The second case cited by defendant is State v. Parker,262 Mo. 169. No violence was used, nor was there any putting of the complaining witness in fear of some immediate injury to his person. The defendant there merely *97 put his hand in the pocket of the complaining witness and extracted his money, while the witness was engaged in conversation with another man. This court held that under these circumstances, the trial court should have sustained a demurrer to the evidence as to robbery, because of the absence of the two elements, violence and fear of immediate personal injury, and should have submitted the question of larceny to the jury.

The third case is that of State v. Weinhardt, 253 Mo. 629, in which this court held that, inasmuch as the defendant's evidence showed petit larceny, the court should have instructed on that branch of the case. In that case, however, the defense was that he was guilty of petit larceny, and not of highway robbery.

In the present case, the defendant and his companions approached the complaining witness with drawn revolvers. Both revolvers were drawn on him, and while his hands were raised in compliance with the demand of one of the companions of the defendant, his money and his watch were taken from him and he was ordered to "trot down the road." Strada then took the witness's automobile and Friedman and Carolla jumped into their car and all left the scene of the crime. Defendant's defense was an alibi. Under this evidence the crime was made out as highway robbery and upon that the court correctly instructed.

It is also argued that the instruction given to the jury should have said that the property was taken and carried away. An instruction did say that if the jury found that defendant made an assault upon Cecil Blaine and "took" one gold watch, etc., and if said property "so taken" was of any value whatever, they should find him guilty, etc. The instruction upon the theory of aiding and abetting contained the same provisions.

No case is cited in which it has been held that in an instruction for highway robbery, the court should require the jury to find that the property was carried away. No such case can be found; but in several cases it has been *98 held that the allegation contended for by defendant need not be in an indictment for highway robbery. If it need not be alleged, it need not be proved, and if it need not be proved that the property was carried away, then it is not necessary for the court to tell the jury that they must find that it was carried away. In the cases cited by defendant the court lays down the general provision that robbery is an aggravated larceny, but there is no decision that holds that an instruction in highway robbery should allege that the property was taken and carried away.
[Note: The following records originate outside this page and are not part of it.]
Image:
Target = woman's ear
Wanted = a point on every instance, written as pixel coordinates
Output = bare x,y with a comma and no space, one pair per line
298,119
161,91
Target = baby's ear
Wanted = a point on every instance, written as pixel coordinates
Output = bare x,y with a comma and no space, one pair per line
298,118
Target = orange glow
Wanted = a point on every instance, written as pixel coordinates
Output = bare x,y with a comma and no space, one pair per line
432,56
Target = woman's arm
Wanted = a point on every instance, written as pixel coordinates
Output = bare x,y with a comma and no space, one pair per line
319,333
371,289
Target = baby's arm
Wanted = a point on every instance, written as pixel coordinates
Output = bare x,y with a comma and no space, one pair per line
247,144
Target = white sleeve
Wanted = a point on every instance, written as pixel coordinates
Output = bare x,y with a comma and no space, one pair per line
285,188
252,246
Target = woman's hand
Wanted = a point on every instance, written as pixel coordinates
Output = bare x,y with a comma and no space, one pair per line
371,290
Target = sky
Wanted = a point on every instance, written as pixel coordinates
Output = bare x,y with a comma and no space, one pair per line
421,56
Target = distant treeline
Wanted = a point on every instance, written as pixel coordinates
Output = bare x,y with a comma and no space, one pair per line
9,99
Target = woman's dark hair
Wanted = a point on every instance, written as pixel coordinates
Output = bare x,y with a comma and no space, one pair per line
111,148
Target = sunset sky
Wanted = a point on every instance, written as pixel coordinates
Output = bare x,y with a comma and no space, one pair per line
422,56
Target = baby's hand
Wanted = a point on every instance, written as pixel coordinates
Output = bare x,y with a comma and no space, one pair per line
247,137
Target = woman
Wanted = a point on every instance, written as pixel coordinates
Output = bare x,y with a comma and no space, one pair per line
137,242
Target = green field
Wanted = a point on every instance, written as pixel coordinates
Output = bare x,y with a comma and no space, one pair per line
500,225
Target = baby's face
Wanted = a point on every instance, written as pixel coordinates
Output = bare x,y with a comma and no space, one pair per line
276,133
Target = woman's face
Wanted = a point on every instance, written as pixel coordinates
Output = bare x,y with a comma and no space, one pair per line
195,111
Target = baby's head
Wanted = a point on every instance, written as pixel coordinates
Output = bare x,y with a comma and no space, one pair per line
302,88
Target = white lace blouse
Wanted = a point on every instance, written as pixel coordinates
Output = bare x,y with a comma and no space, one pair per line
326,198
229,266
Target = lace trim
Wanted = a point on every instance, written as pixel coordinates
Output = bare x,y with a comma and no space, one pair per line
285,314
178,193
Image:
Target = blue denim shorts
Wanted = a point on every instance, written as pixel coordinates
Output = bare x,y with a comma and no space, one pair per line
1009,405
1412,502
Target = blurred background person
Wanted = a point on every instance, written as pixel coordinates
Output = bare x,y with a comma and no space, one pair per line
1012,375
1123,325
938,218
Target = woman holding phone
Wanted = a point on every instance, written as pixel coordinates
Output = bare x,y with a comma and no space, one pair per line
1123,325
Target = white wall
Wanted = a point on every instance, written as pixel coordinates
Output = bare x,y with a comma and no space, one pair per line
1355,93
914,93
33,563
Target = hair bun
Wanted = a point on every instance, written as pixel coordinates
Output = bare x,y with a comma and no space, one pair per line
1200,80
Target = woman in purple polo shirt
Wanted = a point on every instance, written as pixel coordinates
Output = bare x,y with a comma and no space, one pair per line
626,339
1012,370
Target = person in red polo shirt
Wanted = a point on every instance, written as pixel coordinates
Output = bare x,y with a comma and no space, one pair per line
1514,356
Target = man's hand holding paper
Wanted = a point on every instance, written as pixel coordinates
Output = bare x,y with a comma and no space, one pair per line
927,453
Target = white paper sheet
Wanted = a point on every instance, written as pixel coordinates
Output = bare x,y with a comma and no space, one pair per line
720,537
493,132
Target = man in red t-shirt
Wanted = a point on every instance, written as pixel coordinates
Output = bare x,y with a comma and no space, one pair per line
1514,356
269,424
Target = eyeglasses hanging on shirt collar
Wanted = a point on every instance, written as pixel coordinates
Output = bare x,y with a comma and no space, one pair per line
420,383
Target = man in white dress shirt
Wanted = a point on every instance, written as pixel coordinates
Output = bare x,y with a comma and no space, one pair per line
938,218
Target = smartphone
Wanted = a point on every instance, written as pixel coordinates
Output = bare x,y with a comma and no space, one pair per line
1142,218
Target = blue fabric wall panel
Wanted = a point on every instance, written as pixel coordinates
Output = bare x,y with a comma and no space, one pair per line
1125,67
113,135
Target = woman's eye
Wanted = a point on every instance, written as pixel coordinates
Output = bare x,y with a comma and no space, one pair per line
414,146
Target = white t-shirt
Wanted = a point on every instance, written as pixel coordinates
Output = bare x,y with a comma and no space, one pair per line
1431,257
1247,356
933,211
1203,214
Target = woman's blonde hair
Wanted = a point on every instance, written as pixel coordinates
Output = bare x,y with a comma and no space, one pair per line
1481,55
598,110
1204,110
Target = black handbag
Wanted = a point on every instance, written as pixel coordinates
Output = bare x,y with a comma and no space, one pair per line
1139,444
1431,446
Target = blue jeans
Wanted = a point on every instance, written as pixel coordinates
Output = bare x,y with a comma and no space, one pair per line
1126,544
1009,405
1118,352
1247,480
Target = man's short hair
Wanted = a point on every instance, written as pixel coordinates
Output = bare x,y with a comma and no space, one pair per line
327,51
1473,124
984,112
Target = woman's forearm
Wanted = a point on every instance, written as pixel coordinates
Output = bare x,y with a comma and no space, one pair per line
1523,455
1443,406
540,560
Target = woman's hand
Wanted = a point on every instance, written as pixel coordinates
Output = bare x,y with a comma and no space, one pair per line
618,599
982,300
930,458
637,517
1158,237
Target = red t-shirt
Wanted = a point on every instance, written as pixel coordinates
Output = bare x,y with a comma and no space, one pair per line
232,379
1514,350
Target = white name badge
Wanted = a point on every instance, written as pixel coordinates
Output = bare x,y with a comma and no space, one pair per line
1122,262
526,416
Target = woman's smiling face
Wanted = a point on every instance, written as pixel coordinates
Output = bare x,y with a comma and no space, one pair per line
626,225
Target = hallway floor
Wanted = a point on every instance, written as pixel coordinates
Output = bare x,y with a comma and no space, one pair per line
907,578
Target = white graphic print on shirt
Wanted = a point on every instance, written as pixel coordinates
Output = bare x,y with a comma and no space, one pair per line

Numerous citations are made of the improper admission and exclusion of evidence, criticizing the court's manner of ruling and his comments during the trial, but in none of these does the record, under a reasonable construction, disclose that these matters were of such a nature as to prejudice the substantial rights of the defendant. While there is a conflict in the testimony of the witnesses, and some evidence which might have raised a doubt in the minds of the jury as to the presence of the defendant at the place of the crime, yet after hearing all of the evidence, seeing the witnesses, observing their demeanor upon the stand, and taking into consideration all the testimony offered by the State and the defense, the jury decided that the defendant was guilty; thus finding that there was substantial evidence upon which to base their verdict, and no error having been committed by the court in the trial, the judgment is affirmed. All concur.